Mathematical analysis confirms that the cytokine gradient expands the parameter region where the high‑Erk equilibrium is stable. Sensitivity analyses reveal that the cross‑inhibition coefficients (b, c) and the cytokine secretion rate are the most influential parameters for island stability. The authors calibrate model parameters using literature values and experimental data on erythroid progenitor dynamics, and they demonstrate that modest changes in macrophage activity can shift the system from a stable to an unstable regime, suggesting a mechanistic basis for certain anemias where macrophage function is impaired.

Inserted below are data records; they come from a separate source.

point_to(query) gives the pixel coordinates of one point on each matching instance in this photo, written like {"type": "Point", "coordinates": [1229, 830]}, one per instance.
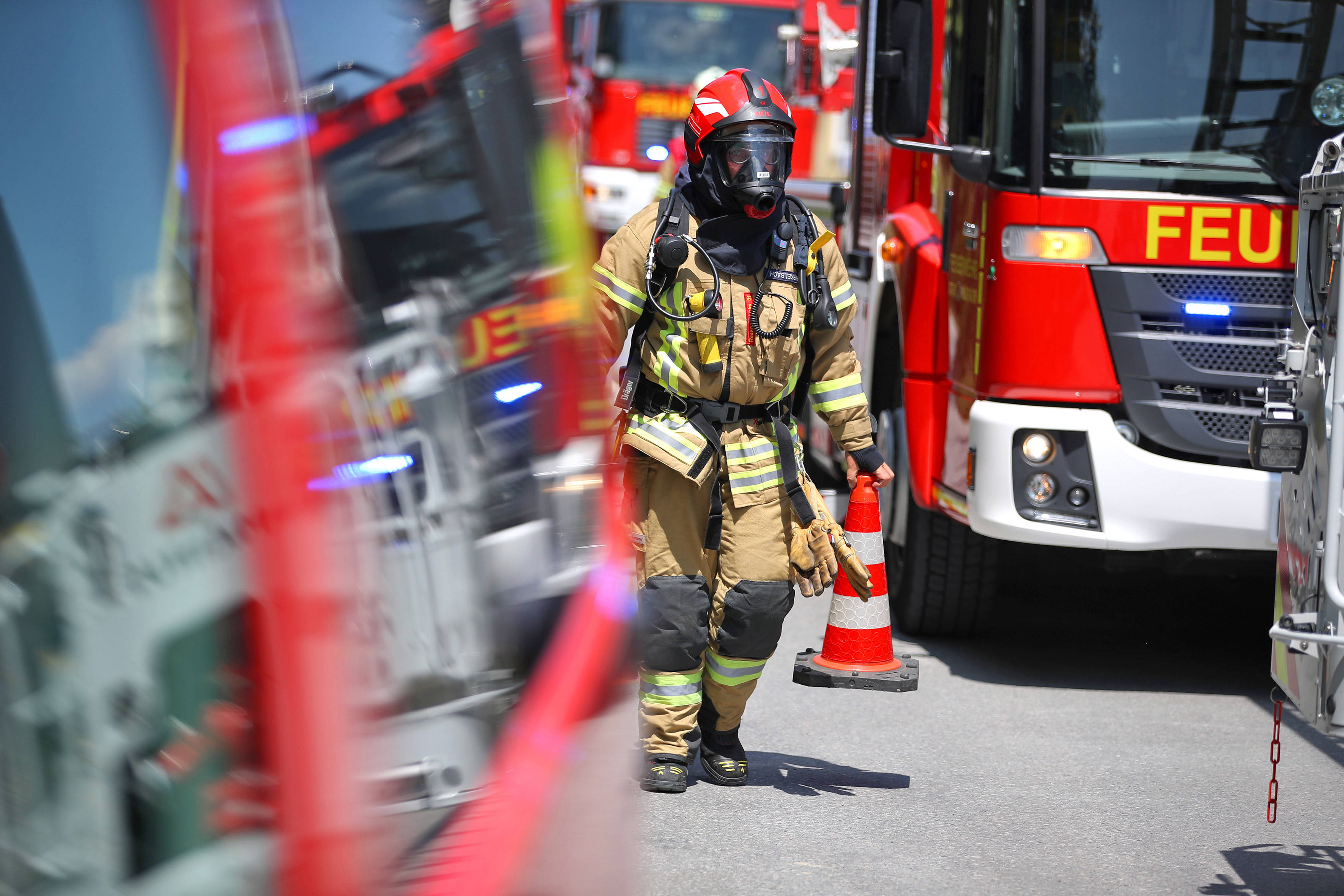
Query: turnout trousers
{"type": "Point", "coordinates": [708, 620]}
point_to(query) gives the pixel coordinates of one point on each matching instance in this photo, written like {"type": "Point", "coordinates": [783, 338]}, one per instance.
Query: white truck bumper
{"type": "Point", "coordinates": [1147, 502]}
{"type": "Point", "coordinates": [613, 195]}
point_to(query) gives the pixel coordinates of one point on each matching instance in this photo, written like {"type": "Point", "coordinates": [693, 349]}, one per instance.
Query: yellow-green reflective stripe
{"type": "Point", "coordinates": [619, 285]}
{"type": "Point", "coordinates": [685, 700]}
{"type": "Point", "coordinates": [733, 672]}
{"type": "Point", "coordinates": [832, 395]}
{"type": "Point", "coordinates": [616, 298]}
{"type": "Point", "coordinates": [755, 449]}
{"type": "Point", "coordinates": [666, 437]}
{"type": "Point", "coordinates": [841, 299]}
{"type": "Point", "coordinates": [671, 689]}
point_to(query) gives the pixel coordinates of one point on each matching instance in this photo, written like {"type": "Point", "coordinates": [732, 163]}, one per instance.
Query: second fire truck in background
{"type": "Point", "coordinates": [1072, 234]}
{"type": "Point", "coordinates": [633, 63]}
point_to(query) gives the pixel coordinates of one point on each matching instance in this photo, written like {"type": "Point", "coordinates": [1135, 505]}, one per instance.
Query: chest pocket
{"type": "Point", "coordinates": [777, 359]}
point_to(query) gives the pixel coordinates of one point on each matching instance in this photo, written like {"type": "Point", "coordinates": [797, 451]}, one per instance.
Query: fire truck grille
{"type": "Point", "coordinates": [654, 132]}
{"type": "Point", "coordinates": [1229, 428]}
{"type": "Point", "coordinates": [1189, 383]}
{"type": "Point", "coordinates": [1230, 358]}
{"type": "Point", "coordinates": [1242, 289]}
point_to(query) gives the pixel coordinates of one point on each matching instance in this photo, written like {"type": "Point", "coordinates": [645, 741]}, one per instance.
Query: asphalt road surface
{"type": "Point", "coordinates": [1109, 737]}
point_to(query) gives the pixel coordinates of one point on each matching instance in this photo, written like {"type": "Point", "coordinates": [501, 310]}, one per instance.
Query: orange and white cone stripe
{"type": "Point", "coordinates": [859, 632]}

Overall, the study provides the first quantitative, spatially explicit model of erythroblastic islands that simultaneously captures intracellular protein competition, stochastic cell‑level events, and extracellular diffusion. It highlights the central macrophage as a pivotal niche component that confers structural stability and robust regulation of erythropoiesis. The framework can be extended to test pharmacological interventions (e.g., cytokine therapy) or genetic perturbations affecting Erk/Fas signaling, offering a valuable tool for both basic hematology research and the design of therapeutic strategies targeting bone‑marrow niches.